Mavi Marmara davaları
Mavi Marmara davalarına ilişkin bir soru üzerine Yıldırım, ilk günden itibaren söylediklerinden geri adım atmayacaklarını dile getirdi.
Yıldırım, İsrail'in önce Gazze'deki ablukayı kaldırması gerektiğine işaret etti;
"Biz güçlüyüz, haklıyız. İsrail'in bütün kirli yüzü ortaya çıktı. Bütün dünyada o, zayıf duruma doğru geçiyor. Bunun en büyük sebeplerinden biri, açılan davalardır. İsrail, heyecanla diyor ki, 'ben özür diledim, 25-30 milyon veriyorum, siz bütün bu davalardan vazgeçeceksiniz..' Ben Başbakan'ın bu davalardan vazgeçeceğine inanmıyorum. Çünkü kendisinin bir ifadesi var; 'katilleri affetme yetkisi bizde değil. O, katledilenlerin yakınlarının hakkıdır. Şehit ailelerinden izin almadan, bu anlaşma yapılamaz.' İsrail'in istediği; bu davalardan vazgeçmemizdir. Biz davalardan vazgeçmeyeceğiz."

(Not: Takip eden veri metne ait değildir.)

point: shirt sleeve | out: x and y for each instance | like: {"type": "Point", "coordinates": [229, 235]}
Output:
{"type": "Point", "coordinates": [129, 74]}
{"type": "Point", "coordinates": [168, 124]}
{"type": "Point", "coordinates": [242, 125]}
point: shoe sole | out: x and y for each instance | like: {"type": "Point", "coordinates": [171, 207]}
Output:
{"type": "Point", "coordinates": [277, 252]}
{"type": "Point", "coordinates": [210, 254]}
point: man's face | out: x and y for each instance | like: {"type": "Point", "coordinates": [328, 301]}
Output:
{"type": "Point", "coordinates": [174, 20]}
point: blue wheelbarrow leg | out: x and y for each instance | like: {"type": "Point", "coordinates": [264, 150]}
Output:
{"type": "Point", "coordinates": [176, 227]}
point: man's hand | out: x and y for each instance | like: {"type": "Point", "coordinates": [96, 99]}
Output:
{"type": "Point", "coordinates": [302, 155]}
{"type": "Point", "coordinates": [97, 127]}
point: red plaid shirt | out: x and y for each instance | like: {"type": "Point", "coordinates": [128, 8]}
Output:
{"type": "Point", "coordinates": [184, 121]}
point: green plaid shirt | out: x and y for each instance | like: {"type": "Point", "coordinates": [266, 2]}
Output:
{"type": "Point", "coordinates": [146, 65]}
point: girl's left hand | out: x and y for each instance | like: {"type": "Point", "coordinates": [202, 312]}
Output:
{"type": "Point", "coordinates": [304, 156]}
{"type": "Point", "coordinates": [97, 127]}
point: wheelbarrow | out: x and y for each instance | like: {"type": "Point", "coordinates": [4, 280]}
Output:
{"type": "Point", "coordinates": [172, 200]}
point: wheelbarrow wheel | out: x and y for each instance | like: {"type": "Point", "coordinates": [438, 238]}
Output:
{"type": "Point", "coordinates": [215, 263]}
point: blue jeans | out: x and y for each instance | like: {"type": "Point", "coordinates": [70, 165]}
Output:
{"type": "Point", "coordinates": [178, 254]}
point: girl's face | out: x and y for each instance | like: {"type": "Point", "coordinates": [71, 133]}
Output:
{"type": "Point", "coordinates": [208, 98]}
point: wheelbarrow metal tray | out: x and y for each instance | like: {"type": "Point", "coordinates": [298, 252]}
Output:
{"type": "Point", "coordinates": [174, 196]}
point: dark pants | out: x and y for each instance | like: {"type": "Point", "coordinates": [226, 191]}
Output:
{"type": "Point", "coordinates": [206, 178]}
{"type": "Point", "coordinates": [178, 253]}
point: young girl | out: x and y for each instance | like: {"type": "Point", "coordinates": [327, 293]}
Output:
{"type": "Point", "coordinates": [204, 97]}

"Türkiye'yi ele geçirme operasyonudur"
Yıldırım, Van merkezli operasyona ilişkin soruya ise şöyle cevap verdi:
"Operasyonun ve bugün Türkiye'de olanların tek bir sebebi var; Türkiye'yi kaybetmiş siyonistlerin, tekrar Türkiye'yi ele geçirme operasyonudur. Mavi Marmara'dan sonra Türkiye bağımsızlık kararı vermiştir. Silah sanayisinde bağımsızlaşmaya başlamıştır. Türkiye'nin bölgedeki etkin gücü İslam dünyasında, Şii-Sünni bütün mezhepleri toparlayacak, medeniyetler içi çatışmayı bitirebilecek bir güce ulaştığını gören siyonist anlayışlar, işbirlikçileri eliyle Türkiye'de darbe girişiminde bulunmuşlardır. Türkiye-İsrail ilişkilerinde en büyük engeli İHH olarak gördüklerinden, bize daha önce çeşitli tekliflerde bulunmuşlardı. 'Suriye konusunda size bütün kapıları açalım, ama Mavi Marmara'yı gündeme getirmeyin'. Biz hemen 'ret' cevabını verdik. Ondan sonra da kime hizmet ettiklerini bilmeyen birileri, birden bire tır meselesini ve Kilis büromuza baskın meselesini gündeme getirdiler."
Konuşmasının ardından Yıldırım, insanlık vicdanınım sesi olan eden Konyalı basın mensuplarına "Teşekkür Plaketi" verdi.